The aim of a facial recognition system is either to verify or to identify someone from a still or video image. Following the acquisition of this “probe” image, the system must first of all detect the face or distinguish between the face and its surroundings. To do this it selects certain landmark features in order to compare them with the database. Either that or it generates what are called standard feature templates—averages or types. Once detected, the face is normalized, or rather the image is standardized with respect to established photographic codes such as lighting, format, pose, and resolution. Again, this aids comparison with the database. However, the normalization algorithm is only capable of compensating for slight variations, so the probe image must already be as close as possible to a standardized portrait. In order to facilitate face recognition, the already standardized image is translated and transformed into a simplified mathematical representation called a biometric template. The trick, in this process of reductive computation, is to retain enough information to distinguish one template from another and thereby reduce the risk of creating “biometric doubles.[5]

One of the algorithms used in face recognition is Principal Component Analysis (PCA). It produces images akin to Francis Galton’s nineteenth-century eugenicist photographic composites by removing extraneous information, including the outline of the face itself.[6] PCA reduces faces to their vectors and refigures them as eigenfaces. In “Eigenfaces for Recognition,” Turk and Pentland explain that the system functions “by projecting face images onto a feature space that spans the significant variations among known face images.[7] Significant features are referred to as eigenfaces “because they are the eigenvectors (principal components) of the set of faces.” They may correspond to familiar features like eyes and noses whose geometric relation is then measured and computed. Each input, or individual face image, is “a weighted sum of the eigenface features, and so to recognize a particular face it is necessary only to compare these weights to those of known individuals.” Turk and Pentland acknowledge that an eigenface is “an extremely compact representation” not only of the face but of the original face image.[8] It is a practical rather than elegant solution to the problem of face recognition.[9]

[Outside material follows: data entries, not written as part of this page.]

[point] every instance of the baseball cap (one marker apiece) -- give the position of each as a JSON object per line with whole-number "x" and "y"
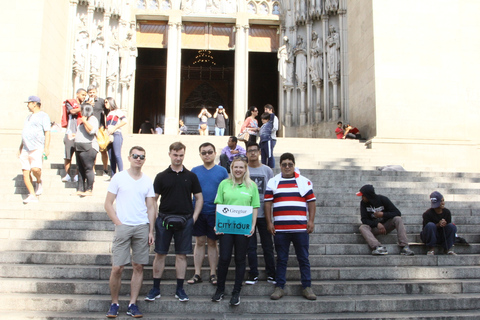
{"x": 33, "y": 99}
{"x": 436, "y": 198}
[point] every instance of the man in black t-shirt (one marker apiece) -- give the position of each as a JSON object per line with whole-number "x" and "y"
{"x": 175, "y": 185}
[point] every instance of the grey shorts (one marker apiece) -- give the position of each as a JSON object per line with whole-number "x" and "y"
{"x": 183, "y": 238}
{"x": 69, "y": 147}
{"x": 134, "y": 237}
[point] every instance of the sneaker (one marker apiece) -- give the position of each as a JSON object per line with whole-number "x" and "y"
{"x": 218, "y": 296}
{"x": 277, "y": 294}
{"x": 271, "y": 280}
{"x": 30, "y": 198}
{"x": 113, "y": 311}
{"x": 153, "y": 294}
{"x": 252, "y": 279}
{"x": 308, "y": 294}
{"x": 380, "y": 250}
{"x": 235, "y": 300}
{"x": 133, "y": 311}
{"x": 406, "y": 251}
{"x": 181, "y": 295}
{"x": 39, "y": 189}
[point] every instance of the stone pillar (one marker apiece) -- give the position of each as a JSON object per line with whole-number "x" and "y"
{"x": 172, "y": 95}
{"x": 343, "y": 62}
{"x": 90, "y": 11}
{"x": 288, "y": 104}
{"x": 240, "y": 95}
{"x": 69, "y": 87}
{"x": 326, "y": 96}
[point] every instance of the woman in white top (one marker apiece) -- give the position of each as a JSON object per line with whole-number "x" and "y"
{"x": 115, "y": 120}
{"x": 86, "y": 148}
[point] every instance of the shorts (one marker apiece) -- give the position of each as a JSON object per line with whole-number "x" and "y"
{"x": 69, "y": 148}
{"x": 31, "y": 159}
{"x": 183, "y": 238}
{"x": 126, "y": 237}
{"x": 204, "y": 226}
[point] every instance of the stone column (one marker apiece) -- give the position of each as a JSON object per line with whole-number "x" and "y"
{"x": 240, "y": 96}
{"x": 90, "y": 11}
{"x": 288, "y": 104}
{"x": 69, "y": 88}
{"x": 343, "y": 61}
{"x": 172, "y": 94}
{"x": 326, "y": 97}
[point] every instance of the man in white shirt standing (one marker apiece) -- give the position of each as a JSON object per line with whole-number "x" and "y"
{"x": 134, "y": 220}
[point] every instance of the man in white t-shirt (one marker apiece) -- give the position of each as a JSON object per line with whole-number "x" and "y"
{"x": 134, "y": 220}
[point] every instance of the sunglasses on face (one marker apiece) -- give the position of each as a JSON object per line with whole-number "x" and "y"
{"x": 288, "y": 165}
{"x": 136, "y": 156}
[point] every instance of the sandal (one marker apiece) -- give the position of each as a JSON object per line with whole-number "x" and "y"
{"x": 195, "y": 279}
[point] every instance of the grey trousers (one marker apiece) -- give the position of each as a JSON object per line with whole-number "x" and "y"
{"x": 395, "y": 223}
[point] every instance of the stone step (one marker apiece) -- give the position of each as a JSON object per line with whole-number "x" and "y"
{"x": 262, "y": 288}
{"x": 104, "y": 259}
{"x": 260, "y": 304}
{"x": 318, "y": 273}
{"x": 90, "y": 235}
{"x": 412, "y": 315}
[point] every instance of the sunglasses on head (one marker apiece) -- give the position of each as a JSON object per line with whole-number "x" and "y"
{"x": 287, "y": 165}
{"x": 136, "y": 156}
{"x": 241, "y": 157}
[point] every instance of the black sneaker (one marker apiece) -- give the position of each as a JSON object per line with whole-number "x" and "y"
{"x": 133, "y": 311}
{"x": 218, "y": 296}
{"x": 271, "y": 280}
{"x": 235, "y": 300}
{"x": 252, "y": 279}
{"x": 113, "y": 312}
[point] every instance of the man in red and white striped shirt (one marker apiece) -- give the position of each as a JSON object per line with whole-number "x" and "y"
{"x": 293, "y": 202}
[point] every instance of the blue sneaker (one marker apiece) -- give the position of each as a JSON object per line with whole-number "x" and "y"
{"x": 153, "y": 294}
{"x": 113, "y": 312}
{"x": 181, "y": 295}
{"x": 133, "y": 311}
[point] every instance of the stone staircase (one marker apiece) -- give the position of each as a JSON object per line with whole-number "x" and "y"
{"x": 55, "y": 254}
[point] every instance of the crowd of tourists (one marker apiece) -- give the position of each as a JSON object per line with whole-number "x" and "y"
{"x": 282, "y": 206}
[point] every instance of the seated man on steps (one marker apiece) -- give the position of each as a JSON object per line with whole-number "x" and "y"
{"x": 437, "y": 226}
{"x": 380, "y": 216}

Linear Discriminant Analysis (LDA) is another key algorithm. It creates classes of faces, much like Havelock Ellis did in his nineteenth-century physiognomy of criminals. In their survey of face recognition techniques, Jafri and Arabia explain that LDA “maximises the ratio of the between-class scatter” and is better at classifying and discriminating between classes of faces than PCA.[10] This may be partly because this approach starts by selecting faces that are already distinctive. As LDA researchers Kamran Etemad and Rama Chellappa state, “First, we need a training set composed of a relatively large group of subjects with diverse facial characteristics. The appropriate selection of the training set directly determines the validity of the final result.”[11]  Sorting algorithms discriminate between classes and types of faces. Both LDA and, increasingly, PCA are being used to discriminate on the basis of gender. Contemporary face recognition systems differ from earlier analogue and digital systems in that they are exclusively oriented toward recognition rather than recall. They are designed according to the surveillance and marketing imperatives of targeting, tracking, and location. However, picking out one face in a crowd is harder and more prone to error than identifying once class of faces as distinct from another, especially when that class appeals to the biological categories that inform gender, race, and age. These categories are naturalized through geometric coding techniques (where syntactic coding is reserved for face recall) and the default subject of these techniques is still the young white male.

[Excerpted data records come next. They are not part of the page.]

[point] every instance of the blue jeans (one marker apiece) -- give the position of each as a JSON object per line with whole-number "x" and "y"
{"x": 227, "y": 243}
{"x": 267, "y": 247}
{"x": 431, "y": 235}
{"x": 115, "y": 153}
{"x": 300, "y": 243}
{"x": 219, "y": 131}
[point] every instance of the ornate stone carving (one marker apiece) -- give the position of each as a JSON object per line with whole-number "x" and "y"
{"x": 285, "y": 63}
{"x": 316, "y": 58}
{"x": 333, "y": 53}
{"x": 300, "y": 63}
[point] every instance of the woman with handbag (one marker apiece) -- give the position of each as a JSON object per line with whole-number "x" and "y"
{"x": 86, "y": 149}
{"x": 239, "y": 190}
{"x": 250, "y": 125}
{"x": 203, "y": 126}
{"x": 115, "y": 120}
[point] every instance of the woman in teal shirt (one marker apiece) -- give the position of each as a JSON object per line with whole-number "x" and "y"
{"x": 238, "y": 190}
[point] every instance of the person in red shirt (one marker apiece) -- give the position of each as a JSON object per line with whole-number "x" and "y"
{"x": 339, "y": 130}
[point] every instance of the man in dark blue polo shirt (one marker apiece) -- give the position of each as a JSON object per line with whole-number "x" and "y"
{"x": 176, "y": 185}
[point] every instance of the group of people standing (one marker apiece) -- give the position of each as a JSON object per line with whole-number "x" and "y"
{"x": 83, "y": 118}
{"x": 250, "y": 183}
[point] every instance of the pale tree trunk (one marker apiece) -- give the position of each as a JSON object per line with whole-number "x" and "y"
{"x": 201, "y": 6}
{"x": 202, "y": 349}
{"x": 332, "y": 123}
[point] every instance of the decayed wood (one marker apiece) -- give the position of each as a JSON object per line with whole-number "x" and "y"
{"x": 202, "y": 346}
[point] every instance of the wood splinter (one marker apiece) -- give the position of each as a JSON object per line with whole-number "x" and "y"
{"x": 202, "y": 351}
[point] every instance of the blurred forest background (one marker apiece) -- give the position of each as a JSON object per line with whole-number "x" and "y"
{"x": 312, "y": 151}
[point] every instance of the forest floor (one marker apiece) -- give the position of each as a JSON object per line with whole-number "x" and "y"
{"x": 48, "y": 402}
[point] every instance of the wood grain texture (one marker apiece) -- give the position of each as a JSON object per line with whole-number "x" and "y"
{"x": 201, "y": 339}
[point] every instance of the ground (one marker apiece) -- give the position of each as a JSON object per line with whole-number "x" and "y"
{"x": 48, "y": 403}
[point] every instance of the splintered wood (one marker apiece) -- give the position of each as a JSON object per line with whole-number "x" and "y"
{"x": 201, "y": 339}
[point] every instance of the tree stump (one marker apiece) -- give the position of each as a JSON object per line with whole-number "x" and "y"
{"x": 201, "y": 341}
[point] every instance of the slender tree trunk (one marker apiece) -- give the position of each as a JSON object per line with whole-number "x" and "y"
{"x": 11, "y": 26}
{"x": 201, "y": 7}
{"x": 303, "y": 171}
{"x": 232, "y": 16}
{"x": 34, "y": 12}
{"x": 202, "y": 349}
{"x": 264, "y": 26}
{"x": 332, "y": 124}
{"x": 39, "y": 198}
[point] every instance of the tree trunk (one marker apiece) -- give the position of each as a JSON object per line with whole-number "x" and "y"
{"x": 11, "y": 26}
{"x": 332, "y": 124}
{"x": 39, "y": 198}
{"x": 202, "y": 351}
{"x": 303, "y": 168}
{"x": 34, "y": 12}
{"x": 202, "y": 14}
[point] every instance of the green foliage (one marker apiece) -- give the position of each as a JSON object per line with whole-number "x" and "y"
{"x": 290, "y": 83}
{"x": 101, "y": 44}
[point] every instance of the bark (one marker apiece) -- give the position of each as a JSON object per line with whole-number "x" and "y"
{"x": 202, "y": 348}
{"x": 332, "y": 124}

Jacque Penry’s PhotoFIT pack came in to use in the 1970s and consisted of photographic images of five features (hair and forehead, eyes, nose, mouth, and chin) mounted on card.[12] He included a male and female database but established what he claimed was a universal—genderless—facial topography. This was actually derived from a norm, a young white male that face recognition systems continue to use, but with the aim, for example, of “restricting access to certain areas based on gender” or “collecting valuable demographics” such as “the number of women entering a retail store on a given day.”[13] The segue from disciplinary to biopower is, for Foucault, contingent on the increasing use of demographics and statistics that orient governance more towards the populace than the individual.[14] Face recognition systems demonstrate both forms of power and perhaps even the shift from one to the other. This becomes clearer as we track back from the biopolitical uses and applications of face recognition technology to the disciplinary design and architecture of the technology itself.

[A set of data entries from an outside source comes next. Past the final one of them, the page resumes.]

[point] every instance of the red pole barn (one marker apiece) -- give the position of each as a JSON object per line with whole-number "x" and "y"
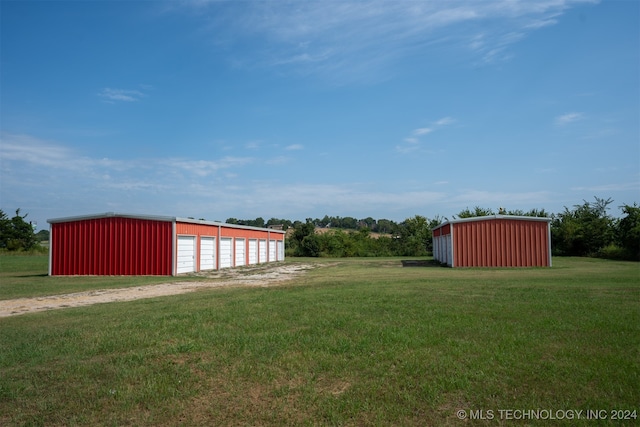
{"x": 494, "y": 241}
{"x": 113, "y": 244}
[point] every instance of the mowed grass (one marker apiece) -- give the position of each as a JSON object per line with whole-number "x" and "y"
{"x": 353, "y": 342}
{"x": 25, "y": 276}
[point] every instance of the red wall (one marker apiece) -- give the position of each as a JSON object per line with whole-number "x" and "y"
{"x": 111, "y": 246}
{"x": 501, "y": 243}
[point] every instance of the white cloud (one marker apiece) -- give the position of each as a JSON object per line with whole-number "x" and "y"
{"x": 567, "y": 118}
{"x": 120, "y": 95}
{"x": 623, "y": 186}
{"x": 445, "y": 121}
{"x": 357, "y": 40}
{"x": 413, "y": 141}
{"x": 487, "y": 198}
{"x": 422, "y": 131}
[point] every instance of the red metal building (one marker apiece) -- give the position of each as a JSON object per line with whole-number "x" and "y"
{"x": 115, "y": 244}
{"x": 494, "y": 241}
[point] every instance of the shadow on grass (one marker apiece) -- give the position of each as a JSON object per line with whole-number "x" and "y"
{"x": 421, "y": 263}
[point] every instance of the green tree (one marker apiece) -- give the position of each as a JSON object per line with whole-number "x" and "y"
{"x": 629, "y": 231}
{"x": 297, "y": 242}
{"x": 583, "y": 230}
{"x": 16, "y": 233}
{"x": 414, "y": 236}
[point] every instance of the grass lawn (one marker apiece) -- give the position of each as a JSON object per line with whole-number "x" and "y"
{"x": 354, "y": 342}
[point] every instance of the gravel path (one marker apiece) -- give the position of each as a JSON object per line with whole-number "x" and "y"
{"x": 248, "y": 276}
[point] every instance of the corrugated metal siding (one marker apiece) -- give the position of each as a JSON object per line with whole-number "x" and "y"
{"x": 501, "y": 243}
{"x": 111, "y": 246}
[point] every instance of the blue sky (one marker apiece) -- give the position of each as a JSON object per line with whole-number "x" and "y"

Koray Balci and Volkan Atalay present two algorithms for “gender estimation.”[15] They point out that the same algorithms can be used “for different face specific tasks” such as race or age estimation, “without any modification.”[16] In the first algorithm, the training face images are normalized and the eigenfaces are established using PCA.[17] PCA is described here as a statistical technique for “dimensionality reduction and feature extraction.”[18] The performance of the system is improved by the subsequent use of a “pruning” algorithm, which identifies statistical connections extraneous to gender (race or age) estimation and deletes them. “After deletion, the system is re-trained” and the pruning is repeated until “all the connections are deleted.”[19] A performance table is produced, showing the relation between each iteration of pruning, the percentage of deleted connections, and the accuracy of the system. The accuracy of gender estimation in Balci and Volkan’s experiment actually diminishes after the eighth iteration, albeit by only a few percentage points, allowing them to claim that the system is stable. They maintain that pruning or the deletion of statistical connections improves gender estimation not in a linear or absolute sense but by enhancing the process of classification itself.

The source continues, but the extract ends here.